In 2014, in relation to Martin, he said: "I don't think much of the leader, I'm not going to say anything nice about him."
It reminds me of one of Bertie's famous quotes from 2008 in relation to another matter: "It is not correct, and if I said so, I was not correct - I cannot recall if I said it, but I did not say, or if I did, I did not mean to say it."
Bertie is still waffling but it's great entertainment!
Seamus McLoughlin, Keshcarrigan, Co Leitrim
New home for Seanad, please
I believe the Seanad should be allowed to move to the National Museum. And let it stay there, confined to history.
David Cleere, Gorey, Co Wexford
The five benefits of legalisation
It really is so indicative of our self-serving Government that we are still discussing the legalisation of prostitution and marijuana. The only fact in these matters, proven throughout history, is that if we continue to ban them we increase crime. Intelligent people have known that for many years. There are five results of this continuing stupidity.
Firstly, even more Garda time will be wasted on those harmless crimes instead of protecting decent tax-paying citizens from real crime (burglary, assault etc). Secondly, the many good women in prostitution, and the women who have been forced into it, have no protection under law.
Thirdly, many people who could benefit medically from using marijuana will continue to suffer needlessly. Fourth, legalising them will raise standards and thus safety - for the users and the public.

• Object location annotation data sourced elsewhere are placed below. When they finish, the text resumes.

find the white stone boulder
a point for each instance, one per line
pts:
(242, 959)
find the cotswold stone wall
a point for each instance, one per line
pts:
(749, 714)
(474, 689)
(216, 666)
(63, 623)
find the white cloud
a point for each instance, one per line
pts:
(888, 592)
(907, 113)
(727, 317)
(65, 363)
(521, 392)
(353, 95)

And fifth, can our blinkered TDs not see all the tax revenue would help to cover up their incompetence in the financial area in recent decades?
Richard Barton, Tinahely, Co Wicklow
Bob Dylan's tangled up
Great controversy regarding Bob Dylan's Nobel Prize. All tangled up in hue...and cry?
Tom Gilsenan, Beaumont, Dublin 9
Embracing climate change
It is inspirational that climate change has come to the fore. Climate change poses a real and present danger to the health of millions, especially to the most vulnerable in society.
It is clear if nothing is done to reverse current climate trends, we will be living in a world bedeviled with food insecurity, severe droughts, hurricanes, melting glaciers, floods, heatwaves, rising sea levels and the spread of infectious diseases. This is not a science fiction but a sober moment in history; a test of our collective will and social solidarity to tackle this grave threat. This becomes more urgent with the refugee crisis, especially in countries like Jordan - the second poorest nation in respect of water resources.
As an African proverb says: "The earth is not ours; it is a treasure we hold in trust for our children and grandchildren."
It is time to tap into potential renewable energies, and bequeath the gift of communal harmony to our world.